Mystery flavors are usually the most initially exciting, and subsequently disappointing, limited edition additions to grocery store junk food aisles. The white foods purportedly hold a delightful surprise, a roulette of flavor meant to keep the consumer guessing and engaged in a heated palate debate. But as fans of white Airheads, Skittles, and Dum Dums will know, mystery flavor is usually just an amalgamation of unused, mixed syrup left over from batches of more specific varieties, which means it tends to taste like cherry or some other close approximate. What if a mystery flavor was actually unidentifiable, however? So unidentifiable, in fact, that one could even say the soda is downright eerie?

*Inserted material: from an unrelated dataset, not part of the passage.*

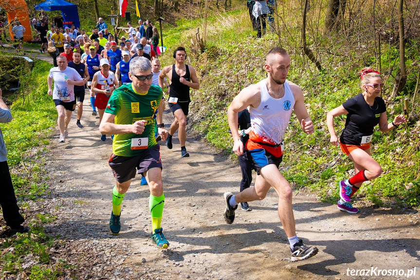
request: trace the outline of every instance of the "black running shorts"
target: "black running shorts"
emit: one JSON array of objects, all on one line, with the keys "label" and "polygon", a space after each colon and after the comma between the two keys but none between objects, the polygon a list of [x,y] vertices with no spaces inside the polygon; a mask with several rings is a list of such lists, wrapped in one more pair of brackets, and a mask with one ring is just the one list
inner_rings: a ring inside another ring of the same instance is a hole
[{"label": "black running shorts", "polygon": [[68,111],[74,111],[75,108],[73,108],[74,105],[76,104],[76,100],[74,99],[73,101],[65,102],[59,99],[53,99],[54,100],[54,104],[55,104],[56,107],[58,105],[63,105],[64,109]]},{"label": "black running shorts", "polygon": [[83,103],[85,100],[85,90],[75,91],[74,99],[77,100],[78,102]]},{"label": "black running shorts", "polygon": [[283,155],[277,157],[263,149],[245,150],[245,153],[247,159],[251,163],[257,175],[259,175],[261,168],[269,164],[275,165],[278,168],[283,160]]},{"label": "black running shorts", "polygon": [[160,146],[157,144],[134,156],[122,156],[112,153],[108,164],[117,182],[124,183],[135,177],[136,168],[138,174],[155,167],[162,168],[160,149]]},{"label": "black running shorts", "polygon": [[185,101],[184,102],[178,101],[175,104],[169,103],[168,103],[168,104],[169,105],[169,108],[170,108],[172,113],[174,114],[175,111],[178,109],[182,109],[185,115],[187,116],[188,115],[188,110],[190,105],[189,101]]}]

Introducing Mountain Dew’s new Halloween delight, VooDEW. Like other mystery-flavored foods, VooDEW is opaquely white in color. Unlike other mystery flavors, I couldn’t begin to guess what taste Mountain Dew was going for in this variation. It truly is a surprise in every sip, a fact that makes the soda sound more promising than it actually was.
WATCH: Mystery Oreo Taste Test
To begin with, the soda contains a whopping 73 grams of sugar, which means it’s hard to taste anything beyond spellbinding sweetness. In fairness, a high-sugar soda is somewhat of an understandable choice for Halloween, during which sugar overdosing is always en vogue. But the choice to include so much that the “mystery” flavor is indiscernible is bold. It’s possible that PepsiCo was going for candy corn, or caramel, and if so, they nailed it, in that those treats also have the potential to be grossly over-sugary.
Confusingly, however, there’s more to VooDEW than just the overbearing sweetness factor. The soda also has a strange, slightly sour taste. Is it a type of fruit? Pineapple, maybe? No idea. But it doesn’t exactly pair up well with the sugar; instead, it adds an almost bitter note to the drink, making its flavor all the more haunting.
Maybe it’s not surprising that VooDEW is a lackluster seasonal treat, given the dearth of care that was exercised in naming the special flavor. Vodou is an actual religion with tenets and rules, not a fun, creepy Halloween trope to cite for a marketing campaign. Surely there were other, better Halloween puns PepsiCo could have picked, instead of othering an Afro-Haitian spiritual practice. They could have made a “Witch’s DEW” joke, with artwork featuring a cauldron full of their soda, or they could have done something with the fact that “boo” and “Dew” rhyme. Compared with more clever and secular memes, VooDEW just feels like a product that wasn’t fully thought out.
Still, Dew fans who are looking for a sugary substitution for their afternoon energy drinks may not mind the inconsiderate name or inexplicable taste. Just don’t hand VooDEW out as a Halloween favor, lest you frighten the neighborhood with an army of hyperactive, Dew-filled kids.